La gobernadora Maru Campos reveló en entrevista con El País que fue ella quien le pidió a César Jáuregui que renunciara como fiscal general, con el objetivo de que la investigación del caso del narcolaboratorio en El Pinal se llevara a cabo con menor sesgo institucional.

La gobernadora de Chihuahua, María Eugenia Campos Galván, reveló en entrevista con el diario El País que fue ella quien solicitó a César Jáuregui Moreno que renunciara al cargo de fiscal general del Estado, con el propósito de que las investigaciones sobre el caso del narcolaboratorio y la presencia de agentes estadounidenses en el operativo de El Pinal pudieran desarrollarse sin presiones ni sesgos institucionales.
Campos Galván explicó que las formas son importantes en este tipo de casos, y que retirar al fiscal de su cargo restaba presión a los funcionarios de la Fiscalía encargados de la indagatoria.
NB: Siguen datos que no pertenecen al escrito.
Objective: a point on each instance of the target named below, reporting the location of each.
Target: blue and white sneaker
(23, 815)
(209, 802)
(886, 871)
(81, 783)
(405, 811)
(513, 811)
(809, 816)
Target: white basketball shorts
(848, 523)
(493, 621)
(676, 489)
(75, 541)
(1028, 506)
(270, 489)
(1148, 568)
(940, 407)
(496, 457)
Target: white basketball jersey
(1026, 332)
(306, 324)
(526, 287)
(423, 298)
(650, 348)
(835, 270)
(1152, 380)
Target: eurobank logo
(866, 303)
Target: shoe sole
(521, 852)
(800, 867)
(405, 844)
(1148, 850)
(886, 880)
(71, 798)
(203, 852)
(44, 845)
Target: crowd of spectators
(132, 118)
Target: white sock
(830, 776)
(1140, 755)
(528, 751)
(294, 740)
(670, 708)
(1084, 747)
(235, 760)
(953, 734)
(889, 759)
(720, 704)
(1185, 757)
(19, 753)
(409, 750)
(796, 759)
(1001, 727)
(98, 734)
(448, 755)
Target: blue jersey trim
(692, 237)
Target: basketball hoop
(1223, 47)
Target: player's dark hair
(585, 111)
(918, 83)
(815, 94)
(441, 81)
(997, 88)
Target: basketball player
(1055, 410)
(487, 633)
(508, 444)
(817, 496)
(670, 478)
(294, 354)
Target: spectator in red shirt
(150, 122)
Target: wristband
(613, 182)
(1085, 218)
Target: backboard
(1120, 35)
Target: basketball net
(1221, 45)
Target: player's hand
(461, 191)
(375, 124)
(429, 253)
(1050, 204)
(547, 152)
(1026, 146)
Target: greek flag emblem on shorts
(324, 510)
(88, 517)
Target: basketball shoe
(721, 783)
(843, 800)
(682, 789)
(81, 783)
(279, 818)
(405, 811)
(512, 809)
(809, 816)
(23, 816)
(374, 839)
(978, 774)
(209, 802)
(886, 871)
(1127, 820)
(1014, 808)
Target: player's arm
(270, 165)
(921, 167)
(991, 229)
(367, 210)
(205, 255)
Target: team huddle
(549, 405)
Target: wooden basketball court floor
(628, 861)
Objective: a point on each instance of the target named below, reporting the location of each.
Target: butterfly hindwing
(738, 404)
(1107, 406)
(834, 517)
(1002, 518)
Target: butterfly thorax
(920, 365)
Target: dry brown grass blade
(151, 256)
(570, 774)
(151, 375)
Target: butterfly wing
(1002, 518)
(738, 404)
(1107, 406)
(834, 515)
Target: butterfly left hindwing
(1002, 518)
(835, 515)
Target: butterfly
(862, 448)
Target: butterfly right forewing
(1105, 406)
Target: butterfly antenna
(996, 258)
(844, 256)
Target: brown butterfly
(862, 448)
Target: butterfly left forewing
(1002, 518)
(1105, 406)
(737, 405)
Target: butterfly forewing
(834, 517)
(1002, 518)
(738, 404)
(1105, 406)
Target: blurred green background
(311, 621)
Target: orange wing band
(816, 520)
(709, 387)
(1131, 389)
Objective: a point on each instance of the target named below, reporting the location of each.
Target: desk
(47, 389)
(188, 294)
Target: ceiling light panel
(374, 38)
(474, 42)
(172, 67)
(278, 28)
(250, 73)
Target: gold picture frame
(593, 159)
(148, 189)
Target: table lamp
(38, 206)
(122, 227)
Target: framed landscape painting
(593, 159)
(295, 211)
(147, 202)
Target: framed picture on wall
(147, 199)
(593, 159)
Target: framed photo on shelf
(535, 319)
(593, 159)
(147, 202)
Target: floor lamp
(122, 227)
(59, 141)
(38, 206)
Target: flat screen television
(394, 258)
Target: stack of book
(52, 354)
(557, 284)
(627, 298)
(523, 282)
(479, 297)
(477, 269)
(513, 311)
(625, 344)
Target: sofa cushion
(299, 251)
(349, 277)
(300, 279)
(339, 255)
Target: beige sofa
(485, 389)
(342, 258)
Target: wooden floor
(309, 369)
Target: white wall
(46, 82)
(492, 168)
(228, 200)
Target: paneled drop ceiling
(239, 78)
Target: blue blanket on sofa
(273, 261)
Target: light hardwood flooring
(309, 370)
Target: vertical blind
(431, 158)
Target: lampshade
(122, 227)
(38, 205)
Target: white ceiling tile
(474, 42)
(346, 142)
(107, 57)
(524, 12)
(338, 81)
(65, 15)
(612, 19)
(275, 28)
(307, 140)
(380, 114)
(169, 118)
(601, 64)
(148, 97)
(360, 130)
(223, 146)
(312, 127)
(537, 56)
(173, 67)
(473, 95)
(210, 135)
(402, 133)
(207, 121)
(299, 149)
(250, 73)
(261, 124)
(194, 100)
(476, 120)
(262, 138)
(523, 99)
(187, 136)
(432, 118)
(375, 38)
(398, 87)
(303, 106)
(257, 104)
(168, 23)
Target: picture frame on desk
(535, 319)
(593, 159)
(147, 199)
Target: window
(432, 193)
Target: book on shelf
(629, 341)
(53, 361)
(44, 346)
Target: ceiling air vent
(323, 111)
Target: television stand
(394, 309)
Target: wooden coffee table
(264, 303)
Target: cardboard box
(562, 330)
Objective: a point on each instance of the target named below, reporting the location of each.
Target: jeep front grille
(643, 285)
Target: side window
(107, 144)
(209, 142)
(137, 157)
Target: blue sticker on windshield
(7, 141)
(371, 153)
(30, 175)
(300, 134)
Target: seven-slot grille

Al alejarse quien encabezaba la institución investigada, el proceso gana en credibilidad y en distancia respecto a posibles conflictos de interés.
La gobernadora también reiteró que no tuvo conocimiento de la presencia de agentes extranjeros en territorio chihuahuense sino hasta dos días después de que ocurrió el accidente carretero en el que murieron dos ciudadanos estadounidenses, el entonces director de la Agencia Estatal de Investigación de Chihuahua y su escolta.
Para investigar los hechos, Campos creó la Unidad de Investigación de los Hechos relacionados con el Desmantelamiento del Narco Laboratorio de El Pinal, encabezada por Wendy Chávez, quien anteriormente fungía como fiscal de la Mujer y la Familia. La unidad forma parte de la propia Fiscalía General del Estado y depende directamente de ella.
Tras la salida de Jáuregui, Francisco Sáenz asumió como encargado del despacho de la Fiscalía General del Estado, cargo desde el cual da continuidad a las funciones institucionales mientras avanza el proceso de investigación.